Dissertations build on multiple disciplinary perspectives with new contributions to global health knowledge and practice. Lauren Zalla’s project, guided by infectious disease professors Ada Adimora, MD, MPH, and Joe Eron, MD, is a good example. Bringing clinical expertise to Zalla’s dissertation committee, they helped her design a study that explored racial disparities in the prescription of integrase inhibitors (INSTIs), the newest class of drugs used as antiretroviral therapy (ART) to treat HIV. A paper about the study was recently published in JAMA.
“I was motivated to do this particular analysis because I knew there were racial disparities in the prescription of combination ART when it first became available in the 1990s, but nobody seemed to be asking whether there are still disparities in the prescription of newer and more effective forms of ART,” said Zalla, a PhD student in epidemiology, who recently graduated.
Treatment with INSTI-containing ART has been associated with more rapid viral suppression, fewer adverse effects, and a decreased risk of virologic failure and resistance selection, compared with treatment using non–INSTI-containing ART. INSTIs block the action of integrase, an enzyme that facilitates viral replication, and they are currently the preferred form of ART for the initial treatment of HIV, approved by the U.S. Food and Drug Administration on October 12, 2007.
Using data from the North American AIDS Cohort Collaboration on Research and Design (NA-ACCORD), the study looked at antiretroviral therapy prescription among Black, Hispanic, and White people starting HIV treatment from 2007 to 2019, and uncovered substantial racial and ethnic disparities in the prescription of INSTIs. From 2007-2014, INSTIs were prescribed to 22% of White patients starting antiretroviral therapy, and to only 17% of Black patients and 17% of Hispanic patients. These disparities persisted for years after INSTIs were approved by the FDA, and after the publication of studies indicating that INSTIs were at least as effective as other treatments for HIV, with fewer side effects.
The study also looked at differences in prescribing disparities over time in relation to changes in national treatment guidelines. A national panel organized by the US Department of Health and Human Services frequently reviews the current evidence on HIV treatments and publishes specific recommendations on what treatments should be prescribed. The study found that disparities in the prescription of integrase inhibitors disappeared only after they became guideline-recommended therapy.

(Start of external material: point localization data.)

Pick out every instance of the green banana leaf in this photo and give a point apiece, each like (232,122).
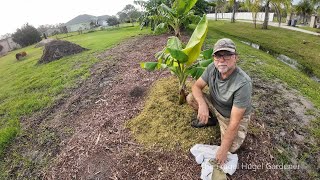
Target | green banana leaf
(183,6)
(193,48)
(207,54)
(178,55)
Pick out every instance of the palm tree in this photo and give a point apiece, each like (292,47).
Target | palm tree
(253,6)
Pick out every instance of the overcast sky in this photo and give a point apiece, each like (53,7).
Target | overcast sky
(15,13)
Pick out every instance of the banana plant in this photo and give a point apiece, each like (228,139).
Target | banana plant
(184,61)
(178,15)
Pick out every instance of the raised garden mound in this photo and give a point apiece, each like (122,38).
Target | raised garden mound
(57,49)
(43,42)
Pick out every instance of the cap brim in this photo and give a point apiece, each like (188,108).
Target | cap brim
(225,49)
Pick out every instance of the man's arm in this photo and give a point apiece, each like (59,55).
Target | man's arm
(203,112)
(230,134)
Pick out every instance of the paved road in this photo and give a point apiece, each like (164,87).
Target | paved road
(283,25)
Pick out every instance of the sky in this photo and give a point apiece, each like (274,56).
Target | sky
(15,13)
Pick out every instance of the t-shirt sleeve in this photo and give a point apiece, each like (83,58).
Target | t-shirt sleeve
(205,75)
(242,97)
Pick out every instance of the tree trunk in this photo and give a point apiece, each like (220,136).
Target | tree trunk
(266,16)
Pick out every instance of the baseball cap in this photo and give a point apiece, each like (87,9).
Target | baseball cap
(224,44)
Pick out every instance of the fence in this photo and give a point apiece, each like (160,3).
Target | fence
(240,15)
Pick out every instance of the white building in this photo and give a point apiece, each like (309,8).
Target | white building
(8,45)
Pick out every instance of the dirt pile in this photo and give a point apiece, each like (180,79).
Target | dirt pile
(57,49)
(43,42)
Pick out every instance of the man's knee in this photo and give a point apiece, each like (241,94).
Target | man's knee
(190,99)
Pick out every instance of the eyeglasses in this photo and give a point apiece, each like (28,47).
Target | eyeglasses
(226,57)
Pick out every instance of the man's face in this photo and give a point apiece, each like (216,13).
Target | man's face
(225,61)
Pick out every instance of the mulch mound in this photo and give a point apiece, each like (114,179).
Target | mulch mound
(57,49)
(43,42)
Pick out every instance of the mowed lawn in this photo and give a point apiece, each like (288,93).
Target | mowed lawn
(27,87)
(305,48)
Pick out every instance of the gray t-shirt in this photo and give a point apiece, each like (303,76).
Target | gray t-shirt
(235,90)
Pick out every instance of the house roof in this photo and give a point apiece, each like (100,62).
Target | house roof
(104,17)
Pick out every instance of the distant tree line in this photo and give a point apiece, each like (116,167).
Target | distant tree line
(26,35)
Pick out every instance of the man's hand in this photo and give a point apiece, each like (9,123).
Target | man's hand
(221,156)
(203,113)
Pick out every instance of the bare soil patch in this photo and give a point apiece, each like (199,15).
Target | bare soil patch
(83,135)
(56,49)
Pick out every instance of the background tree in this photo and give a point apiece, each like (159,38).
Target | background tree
(122,16)
(304,8)
(280,8)
(26,36)
(267,9)
(132,14)
(202,7)
(233,3)
(253,6)
(113,21)
(151,15)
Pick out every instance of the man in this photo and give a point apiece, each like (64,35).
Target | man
(229,99)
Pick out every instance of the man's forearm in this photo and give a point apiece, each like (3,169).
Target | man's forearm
(198,95)
(229,137)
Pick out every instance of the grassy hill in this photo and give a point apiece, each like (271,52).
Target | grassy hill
(26,87)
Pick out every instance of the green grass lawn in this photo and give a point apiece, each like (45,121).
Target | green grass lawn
(26,87)
(310,29)
(163,119)
(304,48)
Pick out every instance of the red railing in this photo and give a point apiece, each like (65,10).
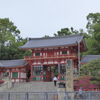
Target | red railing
(51,57)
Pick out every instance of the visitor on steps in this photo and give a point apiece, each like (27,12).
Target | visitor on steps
(55,80)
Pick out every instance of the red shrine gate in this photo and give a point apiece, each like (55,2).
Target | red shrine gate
(49,56)
(47,60)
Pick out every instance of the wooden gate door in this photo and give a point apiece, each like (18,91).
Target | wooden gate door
(47,73)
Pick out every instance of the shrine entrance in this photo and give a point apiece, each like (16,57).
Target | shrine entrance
(49,71)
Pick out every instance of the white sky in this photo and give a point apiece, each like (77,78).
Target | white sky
(36,18)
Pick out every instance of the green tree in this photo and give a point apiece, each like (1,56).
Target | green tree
(92,69)
(93,28)
(66,31)
(10,40)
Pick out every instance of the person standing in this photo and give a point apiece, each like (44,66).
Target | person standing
(55,80)
(80,92)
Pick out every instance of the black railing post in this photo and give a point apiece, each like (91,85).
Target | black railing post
(27,96)
(8,96)
(46,95)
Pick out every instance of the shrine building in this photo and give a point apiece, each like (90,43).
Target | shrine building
(48,58)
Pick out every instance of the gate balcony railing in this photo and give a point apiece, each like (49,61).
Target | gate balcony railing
(49,96)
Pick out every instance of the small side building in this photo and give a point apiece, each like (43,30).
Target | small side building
(14,69)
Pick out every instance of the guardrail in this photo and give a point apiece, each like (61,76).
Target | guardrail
(49,95)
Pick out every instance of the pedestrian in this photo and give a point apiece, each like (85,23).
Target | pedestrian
(80,92)
(55,80)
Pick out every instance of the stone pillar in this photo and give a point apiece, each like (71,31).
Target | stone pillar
(69,78)
(61,94)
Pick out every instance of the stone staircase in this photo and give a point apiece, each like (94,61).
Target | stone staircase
(32,87)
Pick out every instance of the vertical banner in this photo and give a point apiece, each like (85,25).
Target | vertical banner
(69,75)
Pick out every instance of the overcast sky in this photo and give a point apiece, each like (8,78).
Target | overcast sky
(36,18)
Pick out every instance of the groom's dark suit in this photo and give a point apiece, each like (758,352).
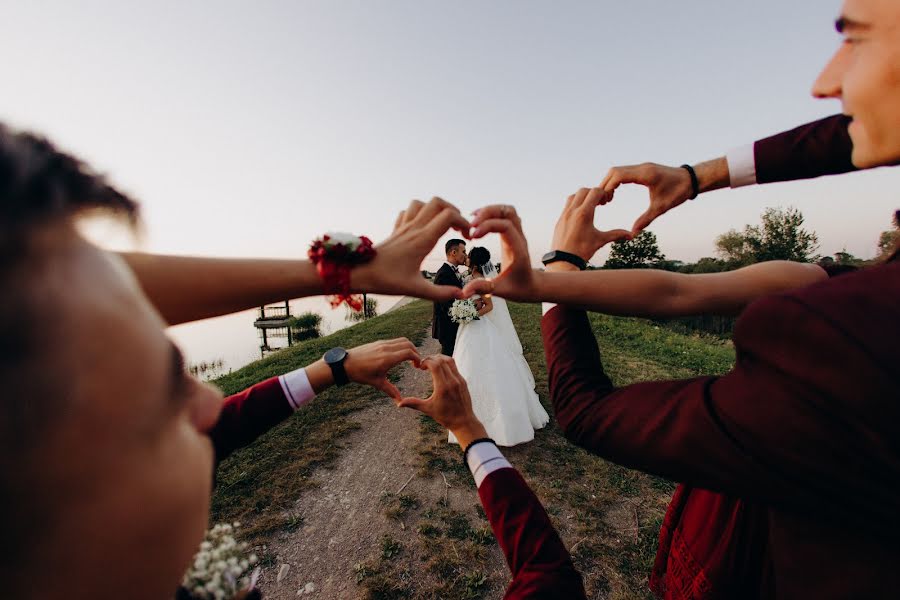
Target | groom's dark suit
(443,329)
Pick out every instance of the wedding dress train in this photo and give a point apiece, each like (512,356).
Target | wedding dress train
(489,356)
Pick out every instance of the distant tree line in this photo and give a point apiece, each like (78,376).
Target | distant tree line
(779,236)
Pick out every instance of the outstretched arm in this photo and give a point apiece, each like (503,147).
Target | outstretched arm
(188,288)
(540,564)
(638,292)
(819,148)
(248,414)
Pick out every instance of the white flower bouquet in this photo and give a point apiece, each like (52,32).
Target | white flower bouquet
(463,311)
(220,570)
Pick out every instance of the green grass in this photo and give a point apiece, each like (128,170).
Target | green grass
(608,516)
(258,485)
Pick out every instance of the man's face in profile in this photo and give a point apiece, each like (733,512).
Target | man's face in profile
(129,463)
(864,74)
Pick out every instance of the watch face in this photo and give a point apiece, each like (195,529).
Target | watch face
(335,355)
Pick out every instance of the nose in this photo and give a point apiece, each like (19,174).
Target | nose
(206,406)
(829,82)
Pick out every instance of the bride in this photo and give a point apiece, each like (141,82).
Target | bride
(489,356)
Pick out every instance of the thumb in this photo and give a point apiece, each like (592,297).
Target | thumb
(388,388)
(478,286)
(615,235)
(642,222)
(414,403)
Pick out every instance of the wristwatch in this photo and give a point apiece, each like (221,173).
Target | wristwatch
(560,255)
(335,358)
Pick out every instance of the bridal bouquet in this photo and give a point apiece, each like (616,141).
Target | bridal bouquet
(220,571)
(463,311)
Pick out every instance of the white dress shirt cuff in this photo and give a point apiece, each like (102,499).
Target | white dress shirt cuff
(297,388)
(484,458)
(741,166)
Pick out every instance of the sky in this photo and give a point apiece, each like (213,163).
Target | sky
(250,128)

“While our study can’t establish causation, it does suggest that guidelines may play a role in ensuring more equitable access to new therapies. Next, I’d like to explore how the guidelines may have played a role – for example, do they influence the prescribing preferences of individual clinicians? Or are insurers more likely to cover new medications once they become guideline-recommended therapy?
“It is an encouraging finding that Black and Hispanic patients are now just as likely as White patients to be prescribed INSTIs. But it took years for Black and Hispanic patients to reach the same level of INSTI prescription as White patients, which is an important finding because it may help explain disparities in viral suppression and other care outcomes among Black and Hispanic vs. White patients who started treatment in recent years.”
Zalla says understanding the relationship between guidelines and prescribing disparities could have important implications for health equity more broadly, beyond HIV.
“We know that treatment advances often exacerbate health disparities (this is known as the ‘inverse equity hypothesis’). Our study suggests that standardized national treatment guidelines might be a useful tool to prevent that from happening.”
Another part of Zalla’s dissertation looked at racial disparities in mortality among people with HIV. A follow-up paper looks at how much racial disparities in mortality could be reduced by eliminating racial differences in clinical care. For example, this could include making sure that everyone receives treatment as soon as they are linked to care, and receives follow-up appointments at guideline-recommended intervals. Zalla says the question is whether eliminating racial differences in clinical care is enough to eliminate racial disparities in care outcomes.
“What we are finding is that eliminating differences in clinical care helps, but it’s not enough. If we want to eliminate these disparities that have been accumulating for decades, we need to spend more resources in groups that have historically been disadvantaged.
“The clinical expertise of Dr. Adimora and Dr. Eron was key to the design of both studies. They helped me understand why integrase inhibitors are important and what barriers prevent some patients from accessing them. Their expertise was necessary to ensure that these studies are ultimately useful to clinicians and people living with HIV.”
Other co-authors on the paper include the other members of Zalla’s dissertation committee – Jess Edwards, PhD (advisor/chair), Stephen Cole, PhD, and Anissa Vines , MD, PhD – along with collaborators from NA-ACCORD.
Zalla graduated from UNC in August, and is now a postdoc in the Department of Epidemiology at Johns Hopkins.